本质上,我们跟踪是否 dist >= 3
与 too_far
。一旦我们完成循环 barcode_list
,我们返回并检查 too_far
。如果不是 too_far
那么我们可以追加到列表中。
每次找到 dist >= 3
时,旧逻辑都会附加到 barcode_list
,这当然会不止一次,具体取决于已经添加到列表中的条形码数量。
def compare_barcodes():
too_far = False
"""Generates a new barcode and compares with barcodes in barcode_list"""

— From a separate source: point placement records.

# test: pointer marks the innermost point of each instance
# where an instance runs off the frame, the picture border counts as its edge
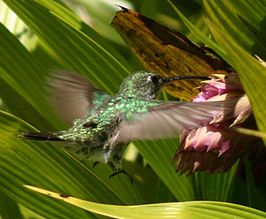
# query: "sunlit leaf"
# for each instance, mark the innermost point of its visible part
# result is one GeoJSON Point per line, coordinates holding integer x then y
{"type": "Point", "coordinates": [181, 210]}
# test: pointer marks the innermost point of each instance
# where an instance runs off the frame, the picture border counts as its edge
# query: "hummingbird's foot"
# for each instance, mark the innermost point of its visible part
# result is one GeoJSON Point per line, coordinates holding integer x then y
{"type": "Point", "coordinates": [121, 171]}
{"type": "Point", "coordinates": [95, 164]}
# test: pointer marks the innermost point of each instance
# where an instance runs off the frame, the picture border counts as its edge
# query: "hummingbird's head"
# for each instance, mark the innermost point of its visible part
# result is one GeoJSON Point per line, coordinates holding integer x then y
{"type": "Point", "coordinates": [143, 85]}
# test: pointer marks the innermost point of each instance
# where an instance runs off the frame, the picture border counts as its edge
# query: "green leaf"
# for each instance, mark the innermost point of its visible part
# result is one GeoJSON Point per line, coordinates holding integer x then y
{"type": "Point", "coordinates": [187, 210]}
{"type": "Point", "coordinates": [9, 208]}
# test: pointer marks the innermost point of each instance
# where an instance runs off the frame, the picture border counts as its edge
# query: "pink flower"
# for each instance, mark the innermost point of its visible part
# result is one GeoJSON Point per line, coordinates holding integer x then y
{"type": "Point", "coordinates": [214, 147]}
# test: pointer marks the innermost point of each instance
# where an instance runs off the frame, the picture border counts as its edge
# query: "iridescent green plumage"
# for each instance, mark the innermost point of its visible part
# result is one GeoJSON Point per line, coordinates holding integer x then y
{"type": "Point", "coordinates": [105, 124]}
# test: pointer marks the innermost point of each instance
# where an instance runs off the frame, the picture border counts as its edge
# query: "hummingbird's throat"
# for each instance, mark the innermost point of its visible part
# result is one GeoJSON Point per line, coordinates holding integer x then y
{"type": "Point", "coordinates": [185, 77]}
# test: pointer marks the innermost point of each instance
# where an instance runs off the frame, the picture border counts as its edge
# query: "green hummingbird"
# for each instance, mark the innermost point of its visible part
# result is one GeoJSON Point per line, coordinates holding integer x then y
{"type": "Point", "coordinates": [103, 125]}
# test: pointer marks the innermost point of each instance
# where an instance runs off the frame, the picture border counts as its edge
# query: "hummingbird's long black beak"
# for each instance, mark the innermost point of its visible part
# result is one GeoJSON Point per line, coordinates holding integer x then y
{"type": "Point", "coordinates": [185, 77]}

new_barcode = make_barcode()
# keep track of # of barcodes tested
tested.append(new_barcode)
if new_barcode not in barcode_list:
for barcode in barcode_list:
dist = distance(barcode, new_barcode)
if dist >= 3:
too_far = True
if not too_far:
barcode_list.append(new_barcode)
编辑:我刚刚意识到您希望汉明距离为 3 或更大...在这种情况下只需将 if not too far
更改为 if too far
。
问题出在您的 compare_barcodes() 函数上。在旧版本中,一旦它看到与任何比较字符串相差 3 步的条形码,它就会将该新字符串添加到列表中。代码可以修改为如下
def compare_barcodes():
"""Generates a new barcode and compares with barcodes in barcode_list"""
minDist = length
new_barcode = make_barcode()
# keep track of # of barcodes tested
tested.append(new_barcode)
if new_barcode not in barcode_list:
for barcode in barcode_list:
dist = distance(barcode, new_barcode)
#if dist >= 3:
# barcode_list.append(new_barcode)
#else:
# pass
if dist < minDist:
minDist = dist
else:
pass
if minDist >= 3:
barcode_list.append(new_barcode)
@Jkdc 的回答是正确的,为他+1。在您的原始代码中,您几乎就在那里。这是我的建议,将您的 if new_barcode not in barcode_list:
条件移动到您的 for loop
中,使其成为 if new_barcode not in barcode_list and distance(barcode, new_barcode)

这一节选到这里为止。